Background: The overactivity of ergoreceptors (intramuscular afferents sensitive to products of skeletal muscle work) may be responsible for the abnormal responses to exercise and symptoms of exercise intolerance in chronic heart failure (CHF); however, little is known of the chemical nature of the stimuli involved. We investigated biochemical factors (H+, VCO2, VO2, HCO3, K+, phosphate, lactate, PGE2, PGF(1alpha), and bradykinin) potentially involved in ergoreceptor activation.
Methods and results: Sixteen stable patients with CHF (64.9+/-2.7 years, peak VO2 15.8+/-0.7 mL/kg per min) and 10 age-matched controls were studied. The ergoreceptor test involved two 5-minute handgrip exercises. On one occasion, the subjects recovered normally (control recovery), whereas on the other a posthandgrip regional circulatory occlusion was induced in the exercising arm, isolating the stimulation of the ergoreceptor after exercise. The ergoreflex was quantified as the difference in ventilation between the posthandgrip regional circulatory occlusion and the control recovery periods. During the protocol, the local muscular blood effluent concentrations of metabolic mediators were assessed. Patients had an ergoreflex effect on ventilation greater than controls (4.8+/-1.4 versus 0.4+/-0.1 L/min, P<0.01). During the ergoreflex test in patients, the following metabolites were elevated with respect to resting values in comparison with controls: PGE2 (3.7+/-0.7 versus 1.1+/-0.2 pg/mL), PGF(1alpha) (16.2+/-2.8 versus 7.2+/-1.2 pg/mL), and bradykinin (2.1+/-0.3 versus 1.0+/-0.1 pg/mL), P<0.05 for all comparisons. Only the increases in prostaglandins were predictors of the ergoreflex response (r>0.41, P<0.01).

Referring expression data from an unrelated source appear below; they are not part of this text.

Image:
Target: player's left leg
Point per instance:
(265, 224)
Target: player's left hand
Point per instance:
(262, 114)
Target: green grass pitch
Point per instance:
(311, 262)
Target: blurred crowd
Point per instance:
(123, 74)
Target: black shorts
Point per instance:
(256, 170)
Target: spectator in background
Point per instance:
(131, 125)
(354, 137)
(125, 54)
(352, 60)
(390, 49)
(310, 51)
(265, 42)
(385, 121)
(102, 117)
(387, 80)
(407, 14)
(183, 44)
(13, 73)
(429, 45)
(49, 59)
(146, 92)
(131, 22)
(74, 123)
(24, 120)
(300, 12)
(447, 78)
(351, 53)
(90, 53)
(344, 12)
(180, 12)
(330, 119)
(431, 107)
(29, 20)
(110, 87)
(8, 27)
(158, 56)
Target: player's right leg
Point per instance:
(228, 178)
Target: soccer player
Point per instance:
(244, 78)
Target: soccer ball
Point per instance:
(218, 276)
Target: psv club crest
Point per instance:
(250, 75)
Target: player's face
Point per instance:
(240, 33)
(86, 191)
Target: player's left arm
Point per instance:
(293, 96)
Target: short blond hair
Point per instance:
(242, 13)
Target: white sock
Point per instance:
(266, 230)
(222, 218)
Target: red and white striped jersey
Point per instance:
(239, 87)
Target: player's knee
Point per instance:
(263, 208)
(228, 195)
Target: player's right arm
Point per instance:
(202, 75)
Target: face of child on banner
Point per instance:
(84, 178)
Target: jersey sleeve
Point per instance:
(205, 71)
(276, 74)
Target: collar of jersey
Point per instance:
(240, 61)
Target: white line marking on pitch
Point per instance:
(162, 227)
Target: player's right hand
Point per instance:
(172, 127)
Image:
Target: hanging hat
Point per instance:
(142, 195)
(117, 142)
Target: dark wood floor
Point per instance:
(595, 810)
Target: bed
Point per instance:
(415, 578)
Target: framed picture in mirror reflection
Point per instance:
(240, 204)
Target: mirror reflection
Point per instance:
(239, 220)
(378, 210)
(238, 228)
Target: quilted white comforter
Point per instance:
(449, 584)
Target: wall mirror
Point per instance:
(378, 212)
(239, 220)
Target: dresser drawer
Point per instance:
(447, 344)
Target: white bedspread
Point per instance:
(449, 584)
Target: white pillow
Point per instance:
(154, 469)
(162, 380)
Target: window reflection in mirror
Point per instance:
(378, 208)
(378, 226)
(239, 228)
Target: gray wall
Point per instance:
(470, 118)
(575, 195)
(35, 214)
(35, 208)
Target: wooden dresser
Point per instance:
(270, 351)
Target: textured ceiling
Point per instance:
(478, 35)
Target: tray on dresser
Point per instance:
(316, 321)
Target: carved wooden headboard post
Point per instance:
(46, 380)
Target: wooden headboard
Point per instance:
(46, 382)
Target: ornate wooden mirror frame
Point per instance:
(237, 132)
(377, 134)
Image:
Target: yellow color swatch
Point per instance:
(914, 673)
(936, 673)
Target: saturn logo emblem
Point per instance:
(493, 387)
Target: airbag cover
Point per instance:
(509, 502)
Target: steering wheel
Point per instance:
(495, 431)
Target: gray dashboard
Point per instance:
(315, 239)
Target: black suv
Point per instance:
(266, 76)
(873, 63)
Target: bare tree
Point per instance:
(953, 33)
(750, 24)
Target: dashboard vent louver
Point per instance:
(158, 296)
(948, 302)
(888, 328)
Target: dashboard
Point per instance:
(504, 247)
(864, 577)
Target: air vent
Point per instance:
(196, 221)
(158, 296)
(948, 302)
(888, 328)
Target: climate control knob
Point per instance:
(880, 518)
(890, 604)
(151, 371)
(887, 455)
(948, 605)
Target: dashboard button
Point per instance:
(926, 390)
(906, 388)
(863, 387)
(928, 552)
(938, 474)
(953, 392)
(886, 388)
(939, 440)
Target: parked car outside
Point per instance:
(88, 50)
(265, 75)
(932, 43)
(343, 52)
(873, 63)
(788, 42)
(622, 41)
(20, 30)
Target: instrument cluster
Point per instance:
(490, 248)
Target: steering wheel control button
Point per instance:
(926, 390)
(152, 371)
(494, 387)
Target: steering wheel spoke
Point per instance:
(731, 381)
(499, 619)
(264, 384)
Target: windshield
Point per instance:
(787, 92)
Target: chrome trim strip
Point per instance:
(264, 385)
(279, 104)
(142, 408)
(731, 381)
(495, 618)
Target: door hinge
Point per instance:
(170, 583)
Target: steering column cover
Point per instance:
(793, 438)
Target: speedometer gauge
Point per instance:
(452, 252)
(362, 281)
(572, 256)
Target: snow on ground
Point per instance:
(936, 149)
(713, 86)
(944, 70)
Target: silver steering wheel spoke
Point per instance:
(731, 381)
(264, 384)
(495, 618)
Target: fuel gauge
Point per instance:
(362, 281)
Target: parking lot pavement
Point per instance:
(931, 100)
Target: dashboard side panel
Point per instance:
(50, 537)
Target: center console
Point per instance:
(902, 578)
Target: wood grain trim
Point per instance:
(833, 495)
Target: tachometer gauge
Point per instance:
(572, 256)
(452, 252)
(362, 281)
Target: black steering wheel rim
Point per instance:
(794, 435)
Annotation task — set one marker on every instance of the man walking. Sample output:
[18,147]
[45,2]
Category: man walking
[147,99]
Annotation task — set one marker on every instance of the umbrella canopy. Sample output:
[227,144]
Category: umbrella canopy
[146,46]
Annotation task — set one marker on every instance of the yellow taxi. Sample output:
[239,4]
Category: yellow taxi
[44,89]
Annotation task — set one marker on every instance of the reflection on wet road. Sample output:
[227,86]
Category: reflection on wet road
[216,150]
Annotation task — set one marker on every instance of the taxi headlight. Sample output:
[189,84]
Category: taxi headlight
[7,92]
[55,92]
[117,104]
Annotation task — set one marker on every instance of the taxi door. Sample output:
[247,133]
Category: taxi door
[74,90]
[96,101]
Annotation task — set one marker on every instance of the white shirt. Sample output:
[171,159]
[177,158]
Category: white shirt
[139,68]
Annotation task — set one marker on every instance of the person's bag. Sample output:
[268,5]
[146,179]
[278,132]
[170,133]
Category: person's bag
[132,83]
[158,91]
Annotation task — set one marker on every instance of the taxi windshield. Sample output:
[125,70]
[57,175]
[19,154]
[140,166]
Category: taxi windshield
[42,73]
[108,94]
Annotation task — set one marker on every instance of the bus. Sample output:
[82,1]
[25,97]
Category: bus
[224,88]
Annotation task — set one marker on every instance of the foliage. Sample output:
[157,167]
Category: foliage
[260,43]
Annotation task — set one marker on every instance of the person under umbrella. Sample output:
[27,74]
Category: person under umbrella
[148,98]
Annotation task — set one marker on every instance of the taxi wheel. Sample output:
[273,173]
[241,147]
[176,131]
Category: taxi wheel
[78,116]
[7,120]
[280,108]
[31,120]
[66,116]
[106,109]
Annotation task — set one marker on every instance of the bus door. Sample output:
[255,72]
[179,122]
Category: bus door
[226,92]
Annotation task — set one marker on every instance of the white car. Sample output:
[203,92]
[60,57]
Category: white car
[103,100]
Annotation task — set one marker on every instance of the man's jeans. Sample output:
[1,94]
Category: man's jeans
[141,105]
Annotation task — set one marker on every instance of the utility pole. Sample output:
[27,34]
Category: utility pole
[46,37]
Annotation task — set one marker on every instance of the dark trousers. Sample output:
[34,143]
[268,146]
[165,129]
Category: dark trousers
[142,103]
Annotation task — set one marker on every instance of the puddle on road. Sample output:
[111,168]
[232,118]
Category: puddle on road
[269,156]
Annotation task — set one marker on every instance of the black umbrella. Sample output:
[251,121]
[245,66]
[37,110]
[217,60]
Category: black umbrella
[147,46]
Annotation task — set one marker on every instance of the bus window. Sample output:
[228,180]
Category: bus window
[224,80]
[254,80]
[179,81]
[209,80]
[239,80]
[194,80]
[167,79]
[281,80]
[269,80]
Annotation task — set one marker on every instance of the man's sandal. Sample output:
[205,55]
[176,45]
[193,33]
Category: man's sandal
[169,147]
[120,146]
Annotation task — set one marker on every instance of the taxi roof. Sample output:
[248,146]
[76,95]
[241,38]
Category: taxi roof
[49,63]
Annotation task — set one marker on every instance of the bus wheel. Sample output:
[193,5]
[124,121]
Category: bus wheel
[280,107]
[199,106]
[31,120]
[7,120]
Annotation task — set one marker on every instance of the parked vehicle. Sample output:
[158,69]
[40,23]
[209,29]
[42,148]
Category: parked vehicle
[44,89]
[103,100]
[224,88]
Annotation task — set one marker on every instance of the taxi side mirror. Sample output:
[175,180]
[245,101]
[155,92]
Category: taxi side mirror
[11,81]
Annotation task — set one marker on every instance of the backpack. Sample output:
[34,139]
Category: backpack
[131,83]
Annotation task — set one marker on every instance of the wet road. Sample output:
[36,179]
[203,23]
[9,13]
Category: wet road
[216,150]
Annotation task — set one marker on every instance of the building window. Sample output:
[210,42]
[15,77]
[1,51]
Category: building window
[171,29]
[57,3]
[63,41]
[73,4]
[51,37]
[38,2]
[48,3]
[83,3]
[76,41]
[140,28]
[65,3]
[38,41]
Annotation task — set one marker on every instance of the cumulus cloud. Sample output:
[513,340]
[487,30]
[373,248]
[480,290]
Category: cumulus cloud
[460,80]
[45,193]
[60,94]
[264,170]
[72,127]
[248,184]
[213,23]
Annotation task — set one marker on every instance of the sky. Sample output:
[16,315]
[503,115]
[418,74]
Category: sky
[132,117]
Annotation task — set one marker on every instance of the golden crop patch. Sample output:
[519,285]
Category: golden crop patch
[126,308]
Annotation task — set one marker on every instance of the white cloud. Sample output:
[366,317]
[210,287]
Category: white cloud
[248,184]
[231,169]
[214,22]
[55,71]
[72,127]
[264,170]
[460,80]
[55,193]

Conclusions: Although multiple metabolites are concentrated in exercising muscle in CHF, only prostaglandins correlated with ergoreflex activity, suggesting these factors as potential triggers to the exaggerated ergoreflex, which is characteristic of CHF. This may have important implications for novel therapies to improve exercise tolerance.